Taten mit dem Smartphone gefilmt
Eine Besonderheit in diesem Fall sei zudem das manipulative und systematische Vorgehen gewesen, welches jeden Zweifel an der Steuerungsfähigkeit des Angeklagten ausschließe, so die Vorsitzende. Der Angeklagte hatte alle Straftaten mit dem Smartphone aufgenommen und geordnet abgespeichert. Zwar habe die Kammer das, ebenfalls unter Ausschluss der Öffentlichkeit abgegebene, Geständnis des 28-Jährigen honoriert, doch sei die Beweislast durch die selbsterstellten Video- und Fotodateien erdrückend gewesen. Außergewöhnlich sei weiterhin gewesen, dass eine erfahrene Ermittlerin im Gerichtssaal um Fassung gerungen habe, so Dr. Engemann. All das sprenge die Dimension dessen, was man sonst zu beurteilen habe.

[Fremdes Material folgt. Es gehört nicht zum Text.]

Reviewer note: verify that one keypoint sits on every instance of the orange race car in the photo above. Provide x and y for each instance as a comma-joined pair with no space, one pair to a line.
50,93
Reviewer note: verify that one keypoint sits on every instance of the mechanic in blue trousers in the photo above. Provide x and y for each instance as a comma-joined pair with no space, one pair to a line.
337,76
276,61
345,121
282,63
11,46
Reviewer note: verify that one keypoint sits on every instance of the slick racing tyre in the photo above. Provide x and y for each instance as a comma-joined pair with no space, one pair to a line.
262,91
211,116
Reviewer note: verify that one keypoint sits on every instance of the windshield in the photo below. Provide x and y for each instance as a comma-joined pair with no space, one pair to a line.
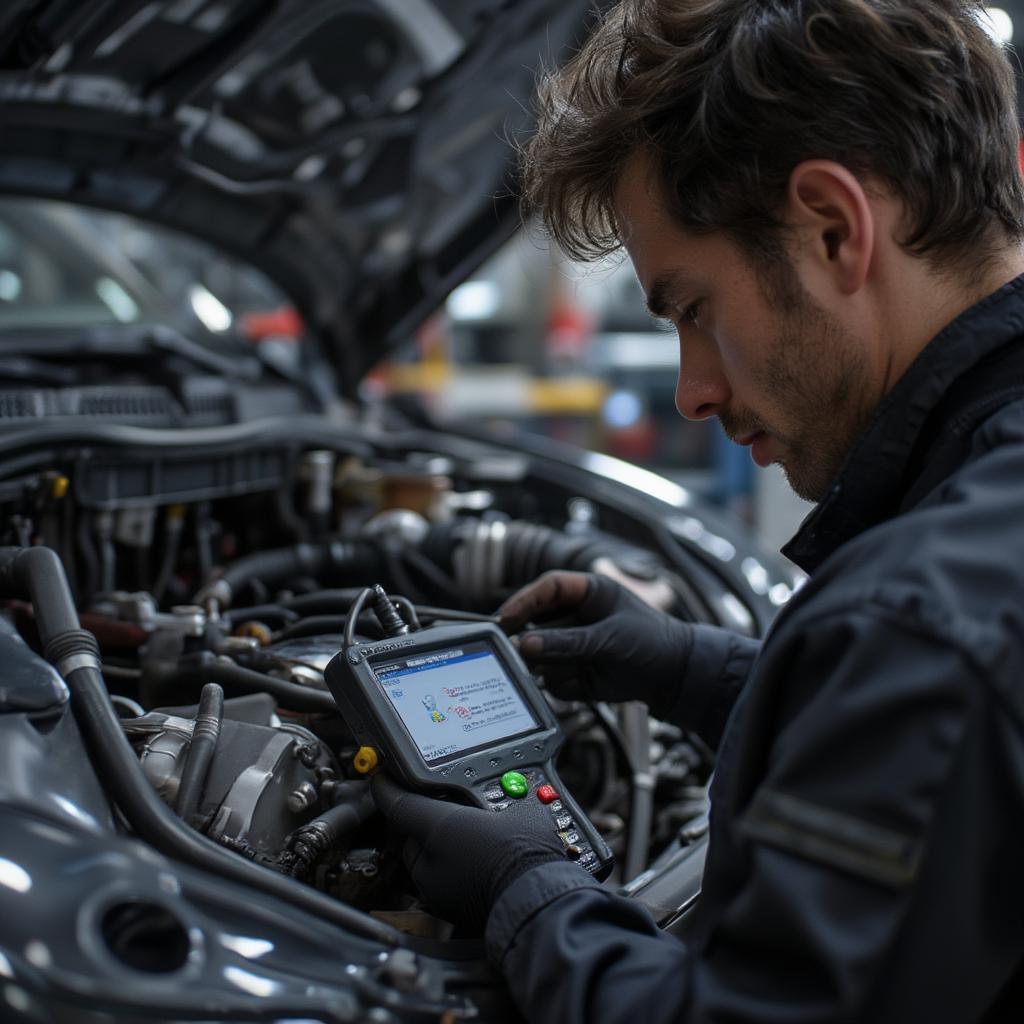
70,267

Keine Sicherungsverwahrung angeordnet
Die Rückfallprognose bei Sexualstraftätern sei schlecht, stellte die Vorsitzende fest und riet dem Angeklagten eindringlich zu einer Therapie. Die Sicherungsverwahrung unter Vorbehalt sei durchaus denkbar gewesen, doch habe die Kammer diese nicht angeordnet, erklärte Engemann. Die Sachverständige, die zu diesem Thema gehört wurde, hatte sich nicht eindeutig dazu geäußert. Sie hielt den Angeklagten zum jetzigen Zeitpunkt durchaus für gefährlich, doch vermochte sie sich nicht festzulegen, was die Wiederholungsgefahr angeht, da es sich um die erste Verurteilung des 28-Jährigen handelt.
Verteidiger Claus Mielke hatte gegenüber der GZ ausgeschlossen, dass Rechtsmittel eingelegt würden. So kann der 28-Jährige nun schneller in den Haftalltag überführt werden und eine Therapie beginnen. Die Vorsitzende erklärte dem Angeklagten, er werde es in der Haft nicht leicht haben. Auch die Therapie werde „kein Spaziergang“.